A quelques pas de la station de métro Ribaucourt, l’agitation qui règne dans les salles du Centre communautaire maritime tranche avec le calme de la rue. Les températures sont négatives : hormis une jeune bruxelloise fumant sa cigarette et un livreur de pizzas, personne ne s’attarde dehors. Dans une salle du fond aménagée en cuisine, une dizaine de personnes discutent en se préparant café et sandwiches. L’odeur qui émane des casseroles réchauffe immédiatement les narines tandis que des rires, "Ca va, tu vas bien ?" et autres cris d’enfants résonnent dans la pièce.

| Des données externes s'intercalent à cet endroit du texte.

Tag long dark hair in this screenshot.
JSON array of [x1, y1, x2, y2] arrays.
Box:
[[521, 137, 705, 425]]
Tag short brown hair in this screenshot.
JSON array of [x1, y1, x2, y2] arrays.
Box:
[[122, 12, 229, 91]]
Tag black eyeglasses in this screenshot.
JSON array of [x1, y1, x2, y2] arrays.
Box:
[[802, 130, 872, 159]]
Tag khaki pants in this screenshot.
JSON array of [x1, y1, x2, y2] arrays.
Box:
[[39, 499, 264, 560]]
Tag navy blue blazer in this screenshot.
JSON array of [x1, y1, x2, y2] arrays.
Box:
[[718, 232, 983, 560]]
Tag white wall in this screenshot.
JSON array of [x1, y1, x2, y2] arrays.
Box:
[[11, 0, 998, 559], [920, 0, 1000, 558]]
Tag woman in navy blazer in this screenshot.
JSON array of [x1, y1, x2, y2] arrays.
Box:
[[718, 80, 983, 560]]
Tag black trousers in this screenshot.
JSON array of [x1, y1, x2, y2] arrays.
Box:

Jeunes du quartier et mamans engagées, ces Bruxellois et Bruxelloises se réunissent depuis le premier confinement pour aider les personnes fragilisées par la crise sanitaire. Tarek, le président de l’association Espoir Molenbeek, a été l’un des premiers à se mobiliser. "Les terrains de foot ont rapidement fermé à cause du Covid donc je me suis dit qu’on allait utiliser nos ressources pour préparer et distribuer des colis alimentaires. Rapidement, on a eu des demandes de livraison à Molenbeek, Anderlecht, Koekelberg, Jette, Strombeek. Ces communes comptent beaucoup de quartiers défavorisés et de sans-papiers donc la demande est énorme."

Plusieurs collectifs, dont ASBL Confinement et Chicago Back mais aussi les équipes Anissa cuisine Bruxelles et Anvers, donnent ainsi de leur temps et de leur argent pour les plus démunis. "On peut aller jusqu’à 300 colis par jour. On distribue des repas chauds du lundi au vendredi. C’est souvent le seul repas de leur journée donc on essaie qu’il soit le plus complet possible, en fonction de ce qu’on reçoit de la banque alimentaire et des dons des citoyens, explique Maryam, une mère engagée. Le soir, les hommes assurent les maraudes. Et le week-end, on se relaie pour collecter des vêtements et couvertures."

© Tv Molenbeek

Un travail titanesque qu’ils et elles accomplissent depuis bientôt un an. Une année durant laquelle ces Bruxellois ont vu les conditions de vie d’une partie de la population se détériorer. "Il y a une vieille dame qui avait besoin d’aide à Malines. On a aussi été jusqu’à Liège et Dunkerque. Si on peut faire quelque chose, comment voulez-vous qu’on refuse, interroge l’un des jeunes Molenbeekois, très actif dans le projet associatif. On a vu des SDF dans des situations dans lesquelles on ne laisserait même pas son chien. Il y a une semaine, le long du canal, on a trouvé des gens en hypothermie, ils n’arrivaient même plus à sortir de leur sac de couchage. Si des citoyens comme nous ne les avions pas amenés dans un squat un peu au chaud, ils seraient peut-être morts ou aux soins intensifs."

Si aujourd’hui, ces Molenbeekois entendent pérenniser ces aides, au départ, ils ne pensaient pas poursuivre leurs actions aussi longtemps. "Comme tout le monde, on pensait que ça ne durerait que quelques mois. On s’en sort au jour le jour avec les dons des citoyens. Ce qu’on remarque, c’est surtout le manque d’aides gouvernementales. Certains politiques sont venus voir ce qu’on fait, ont pris un selfie et sont repartis comme s’ils étaient à l’origine du projet, sans nous apporter aucun soutien."

Pour visibiliser leurs actions, certains jeunes ont lancé en janvier "Tv Molenbeek peuple" sur Facebook et Snapchat. Ils filment en direct leurs maraudes, relayent les besoins en nourriture et kits de survie, interagissent directement avec les citoyens. "Personne ne s’intéresse à ce que les jeunes des quartiers font de bien. Tout le monde est toujours là pour filmer la casse mais jamais le reste. Ce projet, ça les encourage à faire plus de positif parce qu’ils ne sont plus dehors, à tenir les murs, estime Maryam. Ils ont l’habitude d’être en rue. Ne plus pouvoir y être du jour au lendemain, c’était compliqué pour eux. Donc les colis, c’est une belle manière d’y rester."

Anissa, la cheffe cuistot qui fait tous les jours l’aller-retour depuis Tubize malgré sa sclérose en plaques, confirme l'impact positif du projet pour les jeunes. "Le temps que j’arrive, certains jeunes sont déjà là pour préparer les oignons ! En les voyant, on peut penser que ce sont des voyous mais en réalité, ils sont hyper polis et font tout ce qu’on leur demande, ils ont vraiment un cœur d’artichaut."